The ambient temperature adsorption/desorption of acetonitrile (ACN), in its deuterated form, was used for the surface characterisation of several ZrO₂-based systems. On pure m-ZrO₂, ACN uptake originates four types of chemisorptive interaction: σ-coordination to coordinatively unsaturated (cus) surface cations (Lewis acid sites), formation of weak H-bonding with bridging surface hydroxyls, and two surface reactions. The latter are a partial hydrolytic reaction, leading to (at least) three acetamide-like surface anionic species, and the extraction by basic surface sites of one H (D) atom, leading to monomeric and/or polymeric surface carbanionic species.
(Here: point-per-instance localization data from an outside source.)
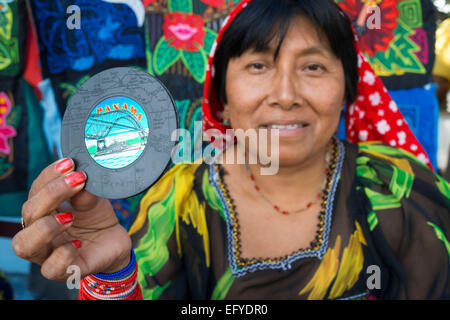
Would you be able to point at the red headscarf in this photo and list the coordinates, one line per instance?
(374, 116)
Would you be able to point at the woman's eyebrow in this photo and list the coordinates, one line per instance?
(315, 50)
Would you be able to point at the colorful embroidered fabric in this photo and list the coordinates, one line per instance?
(393, 214)
(23, 149)
(374, 116)
(397, 38)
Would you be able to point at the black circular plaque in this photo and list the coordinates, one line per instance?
(118, 129)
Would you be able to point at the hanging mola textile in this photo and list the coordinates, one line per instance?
(397, 38)
(23, 149)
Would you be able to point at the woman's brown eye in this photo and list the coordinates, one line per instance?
(257, 66)
(314, 67)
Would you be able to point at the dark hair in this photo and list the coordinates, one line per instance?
(265, 20)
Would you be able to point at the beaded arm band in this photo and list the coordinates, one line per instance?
(121, 285)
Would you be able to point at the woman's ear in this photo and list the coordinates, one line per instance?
(226, 115)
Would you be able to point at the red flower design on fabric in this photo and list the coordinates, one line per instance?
(147, 2)
(215, 3)
(374, 40)
(6, 131)
(184, 31)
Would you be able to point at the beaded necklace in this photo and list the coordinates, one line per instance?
(321, 196)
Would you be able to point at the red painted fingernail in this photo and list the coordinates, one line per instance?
(64, 218)
(64, 165)
(77, 244)
(75, 179)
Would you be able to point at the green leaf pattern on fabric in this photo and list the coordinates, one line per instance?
(152, 252)
(164, 56)
(195, 61)
(441, 236)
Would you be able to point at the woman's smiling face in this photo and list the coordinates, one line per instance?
(301, 92)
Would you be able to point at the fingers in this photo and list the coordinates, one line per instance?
(34, 243)
(51, 195)
(53, 171)
(56, 265)
(84, 201)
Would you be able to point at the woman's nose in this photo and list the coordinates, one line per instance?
(283, 90)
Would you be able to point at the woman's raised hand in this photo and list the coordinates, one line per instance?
(65, 225)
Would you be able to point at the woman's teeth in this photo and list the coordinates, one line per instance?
(288, 127)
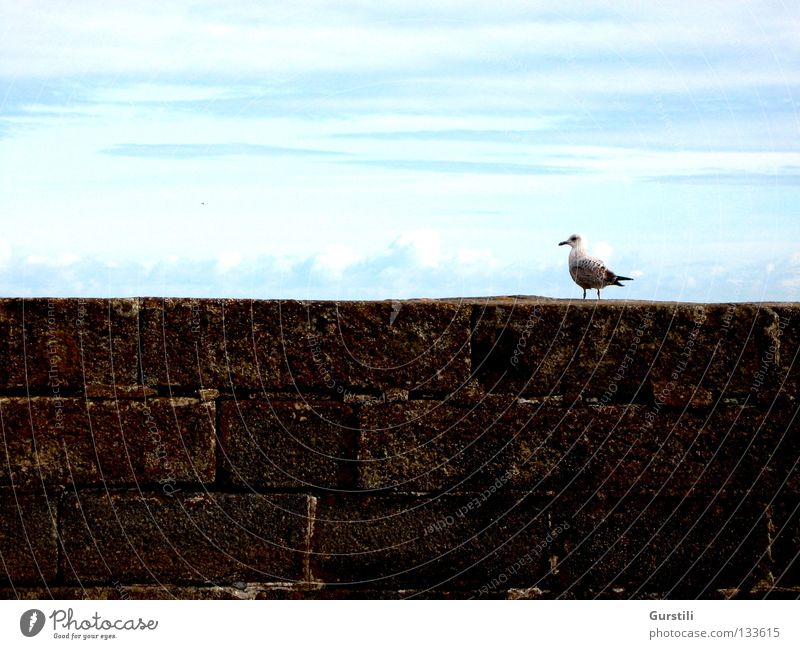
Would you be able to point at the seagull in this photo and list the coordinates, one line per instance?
(586, 271)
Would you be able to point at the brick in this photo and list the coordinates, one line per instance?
(287, 444)
(68, 345)
(641, 449)
(394, 542)
(27, 538)
(73, 441)
(328, 346)
(219, 538)
(785, 543)
(684, 548)
(431, 446)
(547, 347)
(688, 354)
(785, 334)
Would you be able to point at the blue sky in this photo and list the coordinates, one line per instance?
(348, 150)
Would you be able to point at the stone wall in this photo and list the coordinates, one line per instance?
(491, 448)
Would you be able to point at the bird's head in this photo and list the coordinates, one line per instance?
(574, 241)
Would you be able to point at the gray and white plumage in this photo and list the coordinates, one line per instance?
(587, 271)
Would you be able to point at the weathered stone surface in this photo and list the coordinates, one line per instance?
(73, 441)
(785, 546)
(443, 544)
(68, 345)
(219, 538)
(488, 447)
(549, 347)
(646, 449)
(785, 334)
(683, 353)
(323, 345)
(27, 538)
(288, 444)
(430, 446)
(249, 591)
(684, 548)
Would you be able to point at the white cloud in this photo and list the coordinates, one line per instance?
(228, 260)
(334, 259)
(5, 253)
(425, 244)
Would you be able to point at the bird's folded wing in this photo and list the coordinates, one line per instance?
(590, 270)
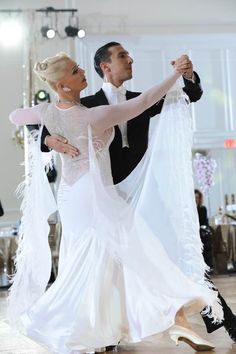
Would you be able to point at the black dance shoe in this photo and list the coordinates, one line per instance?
(230, 326)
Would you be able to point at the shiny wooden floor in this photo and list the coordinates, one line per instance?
(18, 344)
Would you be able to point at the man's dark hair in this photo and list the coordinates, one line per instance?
(102, 55)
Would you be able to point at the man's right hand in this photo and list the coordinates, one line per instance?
(60, 144)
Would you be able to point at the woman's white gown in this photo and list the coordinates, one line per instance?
(130, 256)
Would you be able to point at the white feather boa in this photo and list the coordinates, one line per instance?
(33, 258)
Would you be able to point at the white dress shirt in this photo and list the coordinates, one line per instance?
(116, 95)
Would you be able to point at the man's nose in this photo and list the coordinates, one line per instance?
(130, 60)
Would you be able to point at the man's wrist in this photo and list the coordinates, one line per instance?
(192, 78)
(45, 142)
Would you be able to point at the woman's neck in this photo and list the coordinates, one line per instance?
(68, 100)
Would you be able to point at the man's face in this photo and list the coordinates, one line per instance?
(120, 65)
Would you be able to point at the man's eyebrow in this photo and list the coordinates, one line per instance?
(123, 52)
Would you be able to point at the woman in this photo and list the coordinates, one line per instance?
(114, 283)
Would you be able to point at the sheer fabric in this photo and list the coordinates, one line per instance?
(130, 255)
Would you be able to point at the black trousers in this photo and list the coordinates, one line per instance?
(211, 327)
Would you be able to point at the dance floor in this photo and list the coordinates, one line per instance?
(11, 343)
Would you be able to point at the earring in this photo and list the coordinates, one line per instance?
(66, 89)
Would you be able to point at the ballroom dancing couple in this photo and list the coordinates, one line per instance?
(130, 263)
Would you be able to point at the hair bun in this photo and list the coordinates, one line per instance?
(41, 66)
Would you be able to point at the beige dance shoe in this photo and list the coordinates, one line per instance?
(178, 333)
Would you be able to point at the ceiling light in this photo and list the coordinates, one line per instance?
(81, 33)
(48, 32)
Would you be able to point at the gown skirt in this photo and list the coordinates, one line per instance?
(120, 277)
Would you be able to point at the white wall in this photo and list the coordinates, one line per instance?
(108, 17)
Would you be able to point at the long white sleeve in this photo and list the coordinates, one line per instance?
(104, 117)
(24, 116)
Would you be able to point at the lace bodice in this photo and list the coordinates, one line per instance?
(72, 123)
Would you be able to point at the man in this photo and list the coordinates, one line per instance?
(114, 64)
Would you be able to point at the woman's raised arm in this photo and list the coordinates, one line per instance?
(104, 117)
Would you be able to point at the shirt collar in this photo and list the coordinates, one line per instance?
(109, 88)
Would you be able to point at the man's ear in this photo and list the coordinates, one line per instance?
(105, 67)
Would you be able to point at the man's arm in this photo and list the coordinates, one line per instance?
(45, 133)
(192, 86)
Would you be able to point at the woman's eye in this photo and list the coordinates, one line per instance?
(75, 71)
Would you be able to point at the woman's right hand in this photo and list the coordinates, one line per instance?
(183, 65)
(60, 144)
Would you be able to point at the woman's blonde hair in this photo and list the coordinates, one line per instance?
(52, 69)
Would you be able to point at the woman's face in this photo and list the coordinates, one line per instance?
(75, 77)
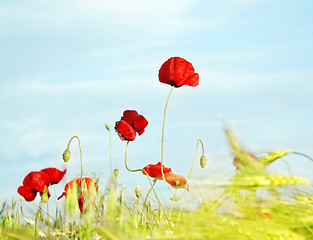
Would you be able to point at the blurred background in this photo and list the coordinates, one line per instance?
(69, 67)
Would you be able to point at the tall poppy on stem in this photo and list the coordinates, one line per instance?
(177, 71)
(176, 181)
(83, 193)
(130, 124)
(154, 170)
(39, 181)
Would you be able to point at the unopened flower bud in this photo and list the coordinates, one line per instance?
(66, 155)
(44, 196)
(115, 172)
(203, 161)
(177, 183)
(138, 191)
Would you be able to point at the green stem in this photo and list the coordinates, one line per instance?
(194, 160)
(154, 182)
(162, 152)
(302, 154)
(81, 155)
(111, 152)
(140, 170)
(48, 217)
(162, 141)
(172, 204)
(193, 164)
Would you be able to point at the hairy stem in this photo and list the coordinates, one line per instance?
(81, 155)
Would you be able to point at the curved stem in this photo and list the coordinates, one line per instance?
(154, 182)
(162, 141)
(142, 170)
(302, 154)
(111, 153)
(130, 170)
(162, 151)
(81, 155)
(194, 160)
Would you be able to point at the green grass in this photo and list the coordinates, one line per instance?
(253, 205)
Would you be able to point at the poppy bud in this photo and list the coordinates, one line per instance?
(44, 196)
(66, 155)
(138, 191)
(177, 183)
(115, 172)
(203, 161)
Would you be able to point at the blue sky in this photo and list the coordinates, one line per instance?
(68, 67)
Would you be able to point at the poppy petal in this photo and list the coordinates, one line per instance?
(40, 180)
(28, 193)
(125, 131)
(55, 175)
(177, 72)
(176, 181)
(130, 116)
(140, 124)
(154, 170)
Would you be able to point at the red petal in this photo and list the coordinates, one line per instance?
(172, 178)
(177, 72)
(28, 193)
(140, 124)
(55, 174)
(125, 131)
(130, 116)
(63, 194)
(154, 170)
(37, 180)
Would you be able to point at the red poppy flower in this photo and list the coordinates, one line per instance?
(36, 181)
(237, 163)
(177, 72)
(176, 181)
(88, 186)
(154, 170)
(130, 123)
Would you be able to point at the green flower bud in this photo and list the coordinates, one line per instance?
(177, 183)
(115, 172)
(44, 196)
(138, 191)
(66, 155)
(203, 161)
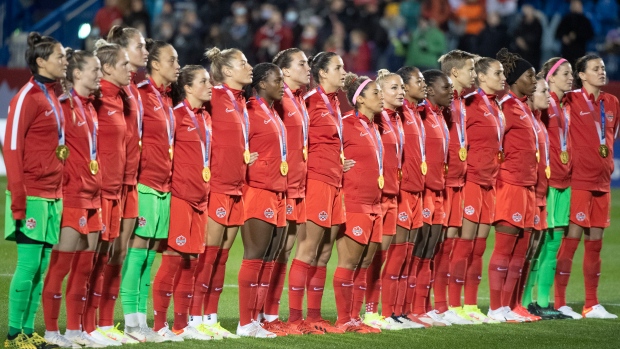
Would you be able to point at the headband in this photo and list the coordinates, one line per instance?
(554, 68)
(359, 90)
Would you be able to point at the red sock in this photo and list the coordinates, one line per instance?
(212, 298)
(563, 269)
(60, 264)
(373, 281)
(474, 271)
(249, 274)
(315, 284)
(272, 303)
(183, 292)
(515, 267)
(498, 267)
(391, 275)
(202, 278)
(458, 267)
(592, 270)
(89, 319)
(343, 290)
(77, 287)
(296, 286)
(112, 282)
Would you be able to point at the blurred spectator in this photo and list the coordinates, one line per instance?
(574, 31)
(107, 17)
(428, 43)
(528, 36)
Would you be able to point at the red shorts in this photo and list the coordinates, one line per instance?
(590, 208)
(82, 219)
(296, 210)
(129, 201)
(324, 204)
(479, 203)
(409, 210)
(389, 210)
(187, 227)
(111, 219)
(363, 227)
(265, 205)
(226, 209)
(516, 205)
(432, 203)
(453, 206)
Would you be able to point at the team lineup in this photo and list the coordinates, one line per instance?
(106, 170)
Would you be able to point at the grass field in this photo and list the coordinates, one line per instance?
(544, 334)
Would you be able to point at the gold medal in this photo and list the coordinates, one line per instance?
(62, 152)
(93, 165)
(246, 156)
(463, 154)
(564, 157)
(603, 151)
(284, 168)
(206, 174)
The proportion among the four types of interaction is mainly determined by the samples activation conditions. Comparison of m-ZrO₂ data with some preliminary data of ACN adsorption on t-ZrO₂ suggest that the two surface reactions of ACN depend on the presence at the ZrO₂ surface of terminal (single-coordinated) hydroxyl groups, whose IR vibrational frequency is at ∼ 3775 cm⁻¹. This hypothesis has been confirmed by ACN adsorption/desorption on some surface-modified m-ZrO₂ systems: (i) m-ZrO₂ pre-treated with chloroform, which selectively interacts with terminal hydroxyls; (ii) m-ZrO₂ pre-treated with a weak acid (CO₂), which interacts weakly with surface basic sites; (iii) m-ZrO₂ with the surface partly covered by strong acid groups (sulfates). The latter system (sulfated m-ZrO₂) presents, when highly hydrated, a medium-weak Brønsted acidity, otherwise absent on all other m-ZrO₂ systems considered.